“The Winchester monk himself seems to have crowed pretty loudly over it,” observed Mr. Hertford.

Æthelwold had the body of Birinus, which Hedda had buried simply and respectably, taken up and wrapped in sheets of silver and gold. He was also conveniently admonished by a dream to move the body of St. Swithun, and a curious Saxon account of this direction is extant.[64] The saint, in shining light and full canonicals, appeared to an old smith, and told him to send to Æthelwold to remove his bones.

“Oh! sire,” replied the smith, “he will not believe my word.”

“Then,” quoth the saint, “let him go to my burial-place and draw up a ring out of the coffin, and if the ring yields at the first tug then wot he of a truth that I sent thee to him.”

Miracles.

The smith was still afraid, but when the saint had appeared three times to him he went to the tomb and took hold of the ring, which came out of the stone at once. But it was some years after this, before the cures wrought led to Æthelwold’s translating the body. The bishop took it out of the “poor tomb,” where it had rested for 110 years, and had it placed in a sheet of gold. He made this translation the occasion for a great demonstration, by which a vast crowd of people was collected; and the relics which had produced nothing in the days of the secular canons, now, under the care of the monks became the source of countless miracles—not much to the credit of the latter custodians. Within the ten days succeeding its removal, two hundred persons were healed, and afterwards sometimes eighteen a day. The graveyard was so covered with the diseased lying about that it was almost impossible to reach the church.
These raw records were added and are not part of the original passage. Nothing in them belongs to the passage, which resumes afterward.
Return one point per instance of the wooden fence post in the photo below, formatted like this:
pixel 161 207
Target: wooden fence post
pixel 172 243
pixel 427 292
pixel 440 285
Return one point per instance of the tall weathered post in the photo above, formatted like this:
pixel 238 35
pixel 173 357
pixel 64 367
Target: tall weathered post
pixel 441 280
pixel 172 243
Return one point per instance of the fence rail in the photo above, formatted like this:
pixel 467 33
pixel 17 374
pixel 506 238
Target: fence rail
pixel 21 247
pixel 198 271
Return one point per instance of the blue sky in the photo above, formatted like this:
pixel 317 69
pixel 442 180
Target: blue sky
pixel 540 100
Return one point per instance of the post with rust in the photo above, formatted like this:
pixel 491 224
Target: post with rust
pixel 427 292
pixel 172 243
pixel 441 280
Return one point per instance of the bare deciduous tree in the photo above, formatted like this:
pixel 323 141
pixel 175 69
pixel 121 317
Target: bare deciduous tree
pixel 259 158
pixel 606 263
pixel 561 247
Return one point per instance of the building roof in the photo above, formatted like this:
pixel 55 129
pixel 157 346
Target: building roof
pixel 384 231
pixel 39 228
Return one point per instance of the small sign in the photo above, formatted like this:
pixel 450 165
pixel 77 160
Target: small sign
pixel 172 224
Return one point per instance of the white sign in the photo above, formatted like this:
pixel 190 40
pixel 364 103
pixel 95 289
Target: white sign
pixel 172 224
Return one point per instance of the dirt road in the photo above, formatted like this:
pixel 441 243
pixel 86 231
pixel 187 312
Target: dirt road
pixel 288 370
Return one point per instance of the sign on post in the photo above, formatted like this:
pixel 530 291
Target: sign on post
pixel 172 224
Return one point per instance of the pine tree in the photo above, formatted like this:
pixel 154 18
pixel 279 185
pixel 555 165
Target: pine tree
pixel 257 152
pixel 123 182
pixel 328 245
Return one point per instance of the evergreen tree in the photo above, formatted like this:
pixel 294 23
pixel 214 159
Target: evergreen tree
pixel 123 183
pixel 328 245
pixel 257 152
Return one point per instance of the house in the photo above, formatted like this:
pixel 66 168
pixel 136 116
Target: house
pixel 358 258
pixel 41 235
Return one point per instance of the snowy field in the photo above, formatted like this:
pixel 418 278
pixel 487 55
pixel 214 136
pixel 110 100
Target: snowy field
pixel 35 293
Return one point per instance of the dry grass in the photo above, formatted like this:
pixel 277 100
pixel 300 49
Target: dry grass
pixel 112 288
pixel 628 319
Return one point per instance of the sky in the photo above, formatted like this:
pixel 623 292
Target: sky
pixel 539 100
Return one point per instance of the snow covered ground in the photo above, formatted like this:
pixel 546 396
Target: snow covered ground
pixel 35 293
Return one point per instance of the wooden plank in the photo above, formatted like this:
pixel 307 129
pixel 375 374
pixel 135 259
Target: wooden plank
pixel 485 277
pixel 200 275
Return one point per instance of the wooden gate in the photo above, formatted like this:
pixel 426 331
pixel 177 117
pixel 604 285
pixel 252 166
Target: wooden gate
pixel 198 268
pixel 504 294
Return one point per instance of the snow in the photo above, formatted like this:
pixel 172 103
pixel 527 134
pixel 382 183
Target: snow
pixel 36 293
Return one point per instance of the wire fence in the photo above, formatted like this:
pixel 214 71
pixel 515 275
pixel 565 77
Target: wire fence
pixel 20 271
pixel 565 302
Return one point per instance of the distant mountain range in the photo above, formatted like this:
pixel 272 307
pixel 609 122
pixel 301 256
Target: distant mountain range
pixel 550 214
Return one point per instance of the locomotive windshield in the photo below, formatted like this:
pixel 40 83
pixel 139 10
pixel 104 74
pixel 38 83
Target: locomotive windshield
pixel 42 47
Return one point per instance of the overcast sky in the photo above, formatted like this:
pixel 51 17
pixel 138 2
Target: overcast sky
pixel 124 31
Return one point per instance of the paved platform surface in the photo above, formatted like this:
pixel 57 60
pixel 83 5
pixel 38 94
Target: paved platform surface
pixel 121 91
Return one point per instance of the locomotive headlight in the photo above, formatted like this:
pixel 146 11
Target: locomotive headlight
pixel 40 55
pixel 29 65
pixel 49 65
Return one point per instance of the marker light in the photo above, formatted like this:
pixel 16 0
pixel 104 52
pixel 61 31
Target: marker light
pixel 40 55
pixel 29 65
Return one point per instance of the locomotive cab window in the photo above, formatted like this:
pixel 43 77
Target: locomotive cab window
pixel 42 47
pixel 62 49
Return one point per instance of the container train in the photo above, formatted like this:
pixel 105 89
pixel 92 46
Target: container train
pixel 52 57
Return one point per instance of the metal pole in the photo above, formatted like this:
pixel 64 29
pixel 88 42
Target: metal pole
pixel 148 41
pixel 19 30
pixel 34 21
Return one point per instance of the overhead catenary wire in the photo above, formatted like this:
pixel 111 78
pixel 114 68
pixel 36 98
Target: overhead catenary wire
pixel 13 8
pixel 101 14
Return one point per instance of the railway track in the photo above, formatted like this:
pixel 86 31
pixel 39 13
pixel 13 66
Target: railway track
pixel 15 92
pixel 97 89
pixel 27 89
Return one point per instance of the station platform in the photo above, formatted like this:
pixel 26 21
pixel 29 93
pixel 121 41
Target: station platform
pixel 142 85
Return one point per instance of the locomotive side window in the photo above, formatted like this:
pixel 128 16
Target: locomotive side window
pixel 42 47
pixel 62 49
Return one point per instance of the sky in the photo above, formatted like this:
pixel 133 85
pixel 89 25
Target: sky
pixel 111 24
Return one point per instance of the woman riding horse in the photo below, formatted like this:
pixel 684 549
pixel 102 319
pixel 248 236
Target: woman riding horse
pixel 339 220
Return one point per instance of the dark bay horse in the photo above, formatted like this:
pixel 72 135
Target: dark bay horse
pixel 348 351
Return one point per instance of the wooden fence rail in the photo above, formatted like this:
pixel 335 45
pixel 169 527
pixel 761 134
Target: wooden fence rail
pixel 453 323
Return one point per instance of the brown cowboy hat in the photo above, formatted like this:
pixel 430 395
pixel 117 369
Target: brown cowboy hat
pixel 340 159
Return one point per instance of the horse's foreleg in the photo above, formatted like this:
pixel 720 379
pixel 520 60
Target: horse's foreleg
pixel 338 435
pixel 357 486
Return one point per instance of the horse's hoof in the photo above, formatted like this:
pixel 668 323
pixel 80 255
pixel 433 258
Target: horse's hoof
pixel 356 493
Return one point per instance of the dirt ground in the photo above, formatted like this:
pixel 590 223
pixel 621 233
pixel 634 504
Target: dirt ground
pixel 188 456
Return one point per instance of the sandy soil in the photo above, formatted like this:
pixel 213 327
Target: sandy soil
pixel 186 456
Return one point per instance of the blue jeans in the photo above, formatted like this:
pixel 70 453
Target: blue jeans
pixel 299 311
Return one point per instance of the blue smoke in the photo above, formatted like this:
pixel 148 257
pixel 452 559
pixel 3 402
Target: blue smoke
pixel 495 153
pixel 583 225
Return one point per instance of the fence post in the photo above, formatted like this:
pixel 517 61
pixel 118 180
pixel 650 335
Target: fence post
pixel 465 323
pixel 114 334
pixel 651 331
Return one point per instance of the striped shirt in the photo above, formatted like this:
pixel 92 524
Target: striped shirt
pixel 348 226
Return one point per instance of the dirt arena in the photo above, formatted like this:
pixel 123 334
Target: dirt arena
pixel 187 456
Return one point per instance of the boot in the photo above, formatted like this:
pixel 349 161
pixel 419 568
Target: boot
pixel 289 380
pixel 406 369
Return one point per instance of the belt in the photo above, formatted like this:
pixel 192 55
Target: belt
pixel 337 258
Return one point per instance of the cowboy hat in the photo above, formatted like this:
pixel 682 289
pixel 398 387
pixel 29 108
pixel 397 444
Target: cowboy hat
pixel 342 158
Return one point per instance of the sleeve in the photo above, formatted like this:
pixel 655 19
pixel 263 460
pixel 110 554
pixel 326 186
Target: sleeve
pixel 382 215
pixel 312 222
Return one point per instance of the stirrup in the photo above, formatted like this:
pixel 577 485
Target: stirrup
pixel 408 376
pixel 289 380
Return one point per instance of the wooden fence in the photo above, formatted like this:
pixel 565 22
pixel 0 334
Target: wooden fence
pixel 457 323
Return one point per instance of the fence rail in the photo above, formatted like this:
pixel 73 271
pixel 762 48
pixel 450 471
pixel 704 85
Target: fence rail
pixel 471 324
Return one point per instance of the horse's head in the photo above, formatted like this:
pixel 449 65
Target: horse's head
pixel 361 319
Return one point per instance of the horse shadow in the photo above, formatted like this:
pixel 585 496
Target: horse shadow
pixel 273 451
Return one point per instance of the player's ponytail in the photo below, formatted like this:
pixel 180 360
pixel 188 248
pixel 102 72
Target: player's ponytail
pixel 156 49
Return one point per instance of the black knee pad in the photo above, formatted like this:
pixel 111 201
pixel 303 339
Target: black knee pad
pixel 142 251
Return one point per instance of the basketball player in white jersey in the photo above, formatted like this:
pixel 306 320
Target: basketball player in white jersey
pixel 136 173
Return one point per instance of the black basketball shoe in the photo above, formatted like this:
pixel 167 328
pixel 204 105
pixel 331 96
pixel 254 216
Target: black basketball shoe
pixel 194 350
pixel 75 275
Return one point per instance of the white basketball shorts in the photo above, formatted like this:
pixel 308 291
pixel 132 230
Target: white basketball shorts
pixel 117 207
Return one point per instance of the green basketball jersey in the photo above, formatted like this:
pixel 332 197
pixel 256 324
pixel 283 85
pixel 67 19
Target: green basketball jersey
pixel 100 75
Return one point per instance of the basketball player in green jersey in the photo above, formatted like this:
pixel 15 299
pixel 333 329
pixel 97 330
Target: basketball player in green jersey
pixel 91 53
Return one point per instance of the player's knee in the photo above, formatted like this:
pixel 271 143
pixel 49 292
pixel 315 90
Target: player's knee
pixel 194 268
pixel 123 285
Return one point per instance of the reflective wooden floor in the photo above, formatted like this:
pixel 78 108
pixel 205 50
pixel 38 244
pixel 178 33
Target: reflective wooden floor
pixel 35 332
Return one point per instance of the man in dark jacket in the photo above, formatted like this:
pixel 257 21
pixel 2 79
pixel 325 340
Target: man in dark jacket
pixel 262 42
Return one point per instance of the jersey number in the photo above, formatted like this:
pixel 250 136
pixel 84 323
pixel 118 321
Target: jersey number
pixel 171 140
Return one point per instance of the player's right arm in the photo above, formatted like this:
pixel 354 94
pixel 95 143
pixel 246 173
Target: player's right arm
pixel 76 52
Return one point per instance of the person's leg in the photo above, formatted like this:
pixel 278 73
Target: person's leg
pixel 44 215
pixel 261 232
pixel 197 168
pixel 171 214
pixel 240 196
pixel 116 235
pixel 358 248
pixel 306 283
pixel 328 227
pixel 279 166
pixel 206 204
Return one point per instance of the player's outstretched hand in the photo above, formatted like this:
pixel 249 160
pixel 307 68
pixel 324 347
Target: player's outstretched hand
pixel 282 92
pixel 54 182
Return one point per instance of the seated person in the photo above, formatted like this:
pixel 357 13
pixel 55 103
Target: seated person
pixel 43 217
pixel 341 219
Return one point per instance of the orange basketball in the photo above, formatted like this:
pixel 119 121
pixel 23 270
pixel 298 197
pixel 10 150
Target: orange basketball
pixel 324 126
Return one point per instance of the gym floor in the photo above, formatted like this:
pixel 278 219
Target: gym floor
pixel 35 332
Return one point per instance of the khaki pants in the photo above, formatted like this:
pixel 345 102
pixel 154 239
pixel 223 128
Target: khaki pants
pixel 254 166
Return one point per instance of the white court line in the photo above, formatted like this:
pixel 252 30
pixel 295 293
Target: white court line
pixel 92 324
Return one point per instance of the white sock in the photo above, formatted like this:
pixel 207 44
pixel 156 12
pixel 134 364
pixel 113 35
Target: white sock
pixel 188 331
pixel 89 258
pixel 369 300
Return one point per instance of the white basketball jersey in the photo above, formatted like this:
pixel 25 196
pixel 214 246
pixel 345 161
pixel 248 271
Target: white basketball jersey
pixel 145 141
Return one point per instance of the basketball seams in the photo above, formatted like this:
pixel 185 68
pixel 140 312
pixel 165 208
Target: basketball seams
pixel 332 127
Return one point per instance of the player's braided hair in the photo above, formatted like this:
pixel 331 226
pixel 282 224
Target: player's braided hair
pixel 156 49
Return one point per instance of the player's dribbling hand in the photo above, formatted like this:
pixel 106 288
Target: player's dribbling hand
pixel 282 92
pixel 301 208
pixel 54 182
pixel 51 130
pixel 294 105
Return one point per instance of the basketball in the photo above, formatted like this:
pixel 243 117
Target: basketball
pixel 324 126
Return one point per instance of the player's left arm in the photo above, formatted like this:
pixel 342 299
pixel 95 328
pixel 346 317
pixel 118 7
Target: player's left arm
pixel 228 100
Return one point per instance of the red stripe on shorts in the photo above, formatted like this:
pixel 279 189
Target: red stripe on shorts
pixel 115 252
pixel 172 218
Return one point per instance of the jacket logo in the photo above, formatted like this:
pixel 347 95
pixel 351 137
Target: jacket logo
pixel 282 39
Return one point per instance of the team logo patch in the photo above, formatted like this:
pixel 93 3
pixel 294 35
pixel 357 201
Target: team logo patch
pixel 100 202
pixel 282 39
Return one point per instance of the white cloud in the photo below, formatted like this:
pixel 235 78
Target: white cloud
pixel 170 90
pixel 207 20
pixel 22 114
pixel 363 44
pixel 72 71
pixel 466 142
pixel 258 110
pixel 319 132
“I should not have attempted it,” interposed Mr. Hertford.

“Well; it would have been worth seeing,” I replied, “for it was hung round from one end to the other with crutches and cripples’ stools, and even so they could not put half of them up.”

“It is difficult to suppose,” said Mr. Hertford, thoughtfully, “that all the money that was given for pretended miracles was paid for nothing. Persons whose constitutions or disorders were of a nervous character probably received some benefit. Their spirits would be raised by their anticipations and the brilliance of the scene. Some recovered from natural causes, and those who grew worse soon died, or were not inclined to be profane in their sufferings. You remember the remark of Diogenes?”

“I have read some things he said,” I returned, “and some attributed to him which he did not say.”